I also observed that booting with either acpi=off or iommu=off will allow the system to boot and get to a log in prompt, but neither parameter is ideal since, if I specify iommu=off the system's performance is degraded and kernel panics on shutdown and if I specify acpi=off several components will not function (like wifi).
Comment 5 David Woodhouse 2021-03-16 09:49:50 UTC
That commit is known broken, fixed by:

commit aec8da04e4d71afdd4ab3025ea34a6517435f363
Author: Thomas Gleixner <tglx@linutronix.de>
Date:   Tue Nov 10 15:34:32 2020 +0100

    x86/ioapic: Correct the PCI/ISA trigger type selection
    
    PCI's default trigger type is level and ISA's is edge.
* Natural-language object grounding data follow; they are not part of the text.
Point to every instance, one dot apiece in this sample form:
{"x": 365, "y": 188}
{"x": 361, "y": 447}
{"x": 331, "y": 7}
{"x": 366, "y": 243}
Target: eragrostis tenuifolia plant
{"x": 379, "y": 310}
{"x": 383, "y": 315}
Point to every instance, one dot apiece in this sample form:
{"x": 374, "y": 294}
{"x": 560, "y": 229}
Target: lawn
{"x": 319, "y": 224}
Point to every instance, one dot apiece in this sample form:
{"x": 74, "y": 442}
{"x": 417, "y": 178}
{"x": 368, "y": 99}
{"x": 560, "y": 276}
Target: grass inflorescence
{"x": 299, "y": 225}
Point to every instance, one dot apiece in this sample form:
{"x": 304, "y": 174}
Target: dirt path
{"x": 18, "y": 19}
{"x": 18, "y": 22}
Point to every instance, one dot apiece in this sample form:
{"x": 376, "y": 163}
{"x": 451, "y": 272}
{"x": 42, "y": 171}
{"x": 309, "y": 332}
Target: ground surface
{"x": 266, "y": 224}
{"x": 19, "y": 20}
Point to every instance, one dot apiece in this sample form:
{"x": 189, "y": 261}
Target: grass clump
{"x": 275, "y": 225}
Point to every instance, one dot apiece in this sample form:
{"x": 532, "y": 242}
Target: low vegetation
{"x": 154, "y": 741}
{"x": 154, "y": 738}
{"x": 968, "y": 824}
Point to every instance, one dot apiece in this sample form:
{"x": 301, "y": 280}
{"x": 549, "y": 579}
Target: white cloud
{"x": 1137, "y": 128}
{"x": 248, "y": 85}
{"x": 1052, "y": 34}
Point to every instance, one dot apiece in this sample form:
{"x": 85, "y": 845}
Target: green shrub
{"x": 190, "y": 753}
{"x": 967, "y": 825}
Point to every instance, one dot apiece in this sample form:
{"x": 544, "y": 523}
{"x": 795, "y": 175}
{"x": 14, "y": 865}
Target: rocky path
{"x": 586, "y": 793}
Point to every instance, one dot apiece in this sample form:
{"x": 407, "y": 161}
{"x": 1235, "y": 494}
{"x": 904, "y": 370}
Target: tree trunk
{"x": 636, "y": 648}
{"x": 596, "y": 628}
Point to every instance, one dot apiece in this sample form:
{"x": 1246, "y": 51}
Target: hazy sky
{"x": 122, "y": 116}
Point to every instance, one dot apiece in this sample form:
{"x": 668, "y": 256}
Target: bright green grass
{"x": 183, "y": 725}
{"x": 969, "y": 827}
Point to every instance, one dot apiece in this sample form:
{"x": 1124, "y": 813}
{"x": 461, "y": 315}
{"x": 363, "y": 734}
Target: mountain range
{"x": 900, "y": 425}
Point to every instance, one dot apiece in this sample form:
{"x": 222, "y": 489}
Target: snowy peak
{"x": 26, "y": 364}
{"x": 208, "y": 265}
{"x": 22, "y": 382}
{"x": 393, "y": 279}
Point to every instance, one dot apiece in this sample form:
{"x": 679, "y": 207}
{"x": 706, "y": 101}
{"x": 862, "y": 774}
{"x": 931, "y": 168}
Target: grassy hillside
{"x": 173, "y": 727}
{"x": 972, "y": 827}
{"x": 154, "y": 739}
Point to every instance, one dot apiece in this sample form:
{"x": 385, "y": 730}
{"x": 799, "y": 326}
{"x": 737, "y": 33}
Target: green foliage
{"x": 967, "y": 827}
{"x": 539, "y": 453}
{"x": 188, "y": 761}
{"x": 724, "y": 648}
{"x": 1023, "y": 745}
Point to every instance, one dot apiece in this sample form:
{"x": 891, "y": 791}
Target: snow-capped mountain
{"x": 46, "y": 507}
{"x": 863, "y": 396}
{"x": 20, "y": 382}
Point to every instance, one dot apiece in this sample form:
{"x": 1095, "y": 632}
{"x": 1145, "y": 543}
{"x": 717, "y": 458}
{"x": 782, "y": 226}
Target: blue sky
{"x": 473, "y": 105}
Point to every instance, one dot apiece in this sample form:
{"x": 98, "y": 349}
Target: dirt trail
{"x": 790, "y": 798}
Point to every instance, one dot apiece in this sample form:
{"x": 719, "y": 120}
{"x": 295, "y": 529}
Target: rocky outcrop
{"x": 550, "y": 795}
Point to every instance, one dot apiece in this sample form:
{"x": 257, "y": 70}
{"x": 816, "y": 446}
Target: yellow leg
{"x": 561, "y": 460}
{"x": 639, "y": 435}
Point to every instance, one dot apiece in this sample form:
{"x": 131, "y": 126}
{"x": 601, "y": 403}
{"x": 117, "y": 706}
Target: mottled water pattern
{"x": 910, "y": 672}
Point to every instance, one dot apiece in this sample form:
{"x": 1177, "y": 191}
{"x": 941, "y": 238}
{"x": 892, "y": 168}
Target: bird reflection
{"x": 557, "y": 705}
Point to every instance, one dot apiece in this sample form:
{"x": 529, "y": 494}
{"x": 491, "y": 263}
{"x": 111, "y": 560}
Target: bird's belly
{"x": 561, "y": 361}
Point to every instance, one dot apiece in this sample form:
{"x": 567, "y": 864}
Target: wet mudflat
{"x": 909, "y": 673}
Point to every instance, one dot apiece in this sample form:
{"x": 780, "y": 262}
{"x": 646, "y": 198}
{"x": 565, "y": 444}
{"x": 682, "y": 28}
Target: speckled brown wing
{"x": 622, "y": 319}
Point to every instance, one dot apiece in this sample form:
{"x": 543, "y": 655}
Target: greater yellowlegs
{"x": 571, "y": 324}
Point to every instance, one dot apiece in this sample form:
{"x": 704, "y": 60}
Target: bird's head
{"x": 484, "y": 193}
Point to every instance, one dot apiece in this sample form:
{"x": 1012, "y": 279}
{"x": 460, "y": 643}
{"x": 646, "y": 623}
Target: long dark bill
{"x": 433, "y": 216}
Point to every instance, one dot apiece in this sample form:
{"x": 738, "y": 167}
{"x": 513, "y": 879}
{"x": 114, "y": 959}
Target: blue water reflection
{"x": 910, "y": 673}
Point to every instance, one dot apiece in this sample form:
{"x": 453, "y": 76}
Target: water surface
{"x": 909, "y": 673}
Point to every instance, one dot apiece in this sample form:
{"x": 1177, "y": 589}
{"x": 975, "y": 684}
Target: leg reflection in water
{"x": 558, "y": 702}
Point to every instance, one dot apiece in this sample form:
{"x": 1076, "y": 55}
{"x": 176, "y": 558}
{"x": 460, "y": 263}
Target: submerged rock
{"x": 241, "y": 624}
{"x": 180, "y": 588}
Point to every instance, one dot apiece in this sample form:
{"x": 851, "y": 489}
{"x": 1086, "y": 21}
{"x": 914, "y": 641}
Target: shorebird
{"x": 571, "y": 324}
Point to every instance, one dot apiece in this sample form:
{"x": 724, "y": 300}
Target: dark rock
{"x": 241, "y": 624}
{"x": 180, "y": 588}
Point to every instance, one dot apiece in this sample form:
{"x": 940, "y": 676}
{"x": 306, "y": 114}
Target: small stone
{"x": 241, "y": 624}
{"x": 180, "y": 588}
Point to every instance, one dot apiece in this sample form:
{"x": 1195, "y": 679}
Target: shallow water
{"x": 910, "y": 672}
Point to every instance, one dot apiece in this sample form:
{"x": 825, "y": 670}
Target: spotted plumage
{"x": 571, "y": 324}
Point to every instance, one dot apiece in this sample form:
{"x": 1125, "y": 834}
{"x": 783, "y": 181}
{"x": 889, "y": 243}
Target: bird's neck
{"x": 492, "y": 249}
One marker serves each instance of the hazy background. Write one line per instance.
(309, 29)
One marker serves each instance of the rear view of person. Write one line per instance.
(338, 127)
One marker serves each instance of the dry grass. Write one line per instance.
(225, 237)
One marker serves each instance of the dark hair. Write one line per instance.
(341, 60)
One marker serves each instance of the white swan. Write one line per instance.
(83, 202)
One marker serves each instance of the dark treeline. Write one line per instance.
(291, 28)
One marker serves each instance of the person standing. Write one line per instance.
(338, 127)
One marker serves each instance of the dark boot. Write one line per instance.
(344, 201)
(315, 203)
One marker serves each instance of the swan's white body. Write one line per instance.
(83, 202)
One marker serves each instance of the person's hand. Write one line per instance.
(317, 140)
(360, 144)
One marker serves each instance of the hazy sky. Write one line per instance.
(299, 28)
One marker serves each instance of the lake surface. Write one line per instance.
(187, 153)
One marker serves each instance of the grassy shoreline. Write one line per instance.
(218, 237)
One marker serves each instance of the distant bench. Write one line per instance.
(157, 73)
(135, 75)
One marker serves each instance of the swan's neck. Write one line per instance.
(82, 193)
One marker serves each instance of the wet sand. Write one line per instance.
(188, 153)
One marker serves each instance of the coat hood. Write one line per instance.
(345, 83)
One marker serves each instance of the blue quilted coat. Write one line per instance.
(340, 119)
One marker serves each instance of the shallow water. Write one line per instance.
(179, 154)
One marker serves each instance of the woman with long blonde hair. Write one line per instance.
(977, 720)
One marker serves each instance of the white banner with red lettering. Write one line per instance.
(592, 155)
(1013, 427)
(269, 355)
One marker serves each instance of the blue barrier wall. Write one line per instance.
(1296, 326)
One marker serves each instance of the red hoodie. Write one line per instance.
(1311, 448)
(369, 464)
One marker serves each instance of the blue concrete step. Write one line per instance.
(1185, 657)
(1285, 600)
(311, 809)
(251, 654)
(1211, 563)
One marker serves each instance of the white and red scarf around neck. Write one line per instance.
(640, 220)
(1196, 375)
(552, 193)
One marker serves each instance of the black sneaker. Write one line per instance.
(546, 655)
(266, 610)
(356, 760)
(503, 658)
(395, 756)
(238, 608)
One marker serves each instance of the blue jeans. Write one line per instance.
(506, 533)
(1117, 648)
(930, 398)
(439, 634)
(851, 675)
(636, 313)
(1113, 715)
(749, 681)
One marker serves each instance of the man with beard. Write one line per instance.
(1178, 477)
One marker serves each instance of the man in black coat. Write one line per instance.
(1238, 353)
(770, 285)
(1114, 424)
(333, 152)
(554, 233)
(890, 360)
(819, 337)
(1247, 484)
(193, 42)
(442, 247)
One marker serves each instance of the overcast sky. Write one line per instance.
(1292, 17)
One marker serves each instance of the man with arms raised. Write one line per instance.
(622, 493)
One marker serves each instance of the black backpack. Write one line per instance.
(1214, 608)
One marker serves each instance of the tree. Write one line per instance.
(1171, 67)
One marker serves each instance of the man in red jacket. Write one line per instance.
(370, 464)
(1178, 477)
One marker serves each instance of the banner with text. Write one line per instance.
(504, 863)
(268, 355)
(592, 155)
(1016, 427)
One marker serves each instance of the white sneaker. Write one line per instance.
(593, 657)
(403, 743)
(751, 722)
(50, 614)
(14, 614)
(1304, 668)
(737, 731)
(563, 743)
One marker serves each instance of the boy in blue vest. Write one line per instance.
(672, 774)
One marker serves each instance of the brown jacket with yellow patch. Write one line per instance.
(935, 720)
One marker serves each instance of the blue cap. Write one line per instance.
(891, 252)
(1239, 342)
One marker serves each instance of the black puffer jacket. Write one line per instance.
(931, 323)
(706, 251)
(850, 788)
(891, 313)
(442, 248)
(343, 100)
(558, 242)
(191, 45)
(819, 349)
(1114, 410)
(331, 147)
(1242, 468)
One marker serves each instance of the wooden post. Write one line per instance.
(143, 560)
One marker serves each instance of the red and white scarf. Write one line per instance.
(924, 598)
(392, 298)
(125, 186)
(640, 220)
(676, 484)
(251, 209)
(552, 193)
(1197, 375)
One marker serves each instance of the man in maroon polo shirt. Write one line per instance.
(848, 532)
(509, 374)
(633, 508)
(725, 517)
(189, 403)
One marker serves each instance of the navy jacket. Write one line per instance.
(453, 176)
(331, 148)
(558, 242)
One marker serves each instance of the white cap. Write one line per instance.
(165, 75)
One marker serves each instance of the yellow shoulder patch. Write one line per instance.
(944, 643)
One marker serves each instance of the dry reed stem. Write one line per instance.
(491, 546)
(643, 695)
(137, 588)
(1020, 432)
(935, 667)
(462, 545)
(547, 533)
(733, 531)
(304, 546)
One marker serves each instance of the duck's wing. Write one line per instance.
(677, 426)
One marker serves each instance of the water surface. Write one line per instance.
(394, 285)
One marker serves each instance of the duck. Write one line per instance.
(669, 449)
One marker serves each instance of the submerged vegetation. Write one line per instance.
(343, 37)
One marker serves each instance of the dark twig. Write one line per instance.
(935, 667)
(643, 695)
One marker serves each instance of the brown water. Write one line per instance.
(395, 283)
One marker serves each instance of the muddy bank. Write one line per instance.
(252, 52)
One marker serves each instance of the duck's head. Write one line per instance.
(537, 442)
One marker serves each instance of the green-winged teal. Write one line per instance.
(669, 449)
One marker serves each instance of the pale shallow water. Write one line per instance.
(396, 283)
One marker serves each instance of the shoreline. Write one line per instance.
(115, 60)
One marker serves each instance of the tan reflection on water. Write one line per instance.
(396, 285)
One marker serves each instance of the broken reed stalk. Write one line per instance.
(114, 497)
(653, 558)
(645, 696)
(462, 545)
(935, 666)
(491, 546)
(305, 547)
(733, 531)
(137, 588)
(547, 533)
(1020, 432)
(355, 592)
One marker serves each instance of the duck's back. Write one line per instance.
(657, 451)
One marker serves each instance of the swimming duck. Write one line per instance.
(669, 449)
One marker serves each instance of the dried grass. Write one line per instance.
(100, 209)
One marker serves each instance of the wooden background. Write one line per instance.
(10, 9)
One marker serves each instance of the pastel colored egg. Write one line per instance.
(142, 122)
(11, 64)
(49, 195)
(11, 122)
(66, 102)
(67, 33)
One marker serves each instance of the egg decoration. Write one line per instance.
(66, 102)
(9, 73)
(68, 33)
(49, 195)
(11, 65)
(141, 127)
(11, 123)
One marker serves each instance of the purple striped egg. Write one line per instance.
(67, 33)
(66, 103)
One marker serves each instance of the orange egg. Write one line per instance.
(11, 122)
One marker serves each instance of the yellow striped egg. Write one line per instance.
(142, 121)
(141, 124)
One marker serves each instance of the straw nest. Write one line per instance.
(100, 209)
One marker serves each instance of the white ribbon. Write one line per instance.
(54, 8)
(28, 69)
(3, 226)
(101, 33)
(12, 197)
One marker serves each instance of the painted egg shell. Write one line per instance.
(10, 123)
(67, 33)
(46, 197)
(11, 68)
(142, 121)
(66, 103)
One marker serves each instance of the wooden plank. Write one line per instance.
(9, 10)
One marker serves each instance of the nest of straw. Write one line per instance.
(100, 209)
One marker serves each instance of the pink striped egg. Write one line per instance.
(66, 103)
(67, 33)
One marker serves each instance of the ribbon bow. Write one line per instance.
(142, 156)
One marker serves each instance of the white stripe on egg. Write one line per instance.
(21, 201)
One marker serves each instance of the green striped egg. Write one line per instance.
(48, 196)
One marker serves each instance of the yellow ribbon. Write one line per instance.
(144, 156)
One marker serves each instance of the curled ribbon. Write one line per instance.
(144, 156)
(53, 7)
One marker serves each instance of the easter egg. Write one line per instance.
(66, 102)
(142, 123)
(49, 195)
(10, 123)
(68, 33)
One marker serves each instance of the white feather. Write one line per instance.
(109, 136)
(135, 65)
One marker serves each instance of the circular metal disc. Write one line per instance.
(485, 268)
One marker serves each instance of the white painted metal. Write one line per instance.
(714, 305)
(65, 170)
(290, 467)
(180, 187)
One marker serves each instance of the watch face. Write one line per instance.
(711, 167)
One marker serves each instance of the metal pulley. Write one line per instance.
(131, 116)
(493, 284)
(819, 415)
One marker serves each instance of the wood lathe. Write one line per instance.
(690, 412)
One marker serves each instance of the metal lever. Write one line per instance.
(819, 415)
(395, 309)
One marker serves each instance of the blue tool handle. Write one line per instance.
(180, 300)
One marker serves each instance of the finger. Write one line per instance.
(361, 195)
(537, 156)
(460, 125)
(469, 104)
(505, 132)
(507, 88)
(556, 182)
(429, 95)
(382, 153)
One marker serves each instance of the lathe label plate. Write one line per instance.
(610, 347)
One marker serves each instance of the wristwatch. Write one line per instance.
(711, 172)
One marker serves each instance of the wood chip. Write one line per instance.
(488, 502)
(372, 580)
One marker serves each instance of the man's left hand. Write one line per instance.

The recent
    refactoring made it the other way round, which went unnoticed as it seems
    only to cause havoc on some AMD systems.
    
    Make the comment and code do the right thing again.
    
    Fixes: a27dca645d2c ("x86/io_apic: Cleanup trigger/polarity helpers")
    Reported-by: Tom Lendacky <thomas.lendacky@amd.com>
    Reported-by: Borislav Petkov <bp@alien8.de>
    Reported-by: Qian Cai <cai@redhat.com>
    Signed-off-by: Thomas Gleixner <tglx@linutronix.de>
    Tested-by: Tom Lendacky <thomas.lendacky@amd.com>
    Cc: David Woodhouse <dwmw@amazon.co.uk>
    Link: https://lore.kernel.org/r/87d00lgu13.fsf@nanos.tec.linutronix.de

If you're bisecting and have a27dca645d2c in your tree, apply the fix manually. Otherwise you're probably bisecting the *wrong* breakage.
Comment 6 Ari 2021-03-25 12:56:53 UTC
I have the same issue running Fedora 33 which just recently upgraded from 5.10.23 to 5.11.[7|8]. Both those new 5.11 kernels fail to boot on my Dell Precision 7510
Comment 7 Albert Ferrero 2021-03-27 01:47:29 UTC
Good news, I just tried the 5.11.10 kernel and I'm able to boot the Dell Inspiron 3195 without issues.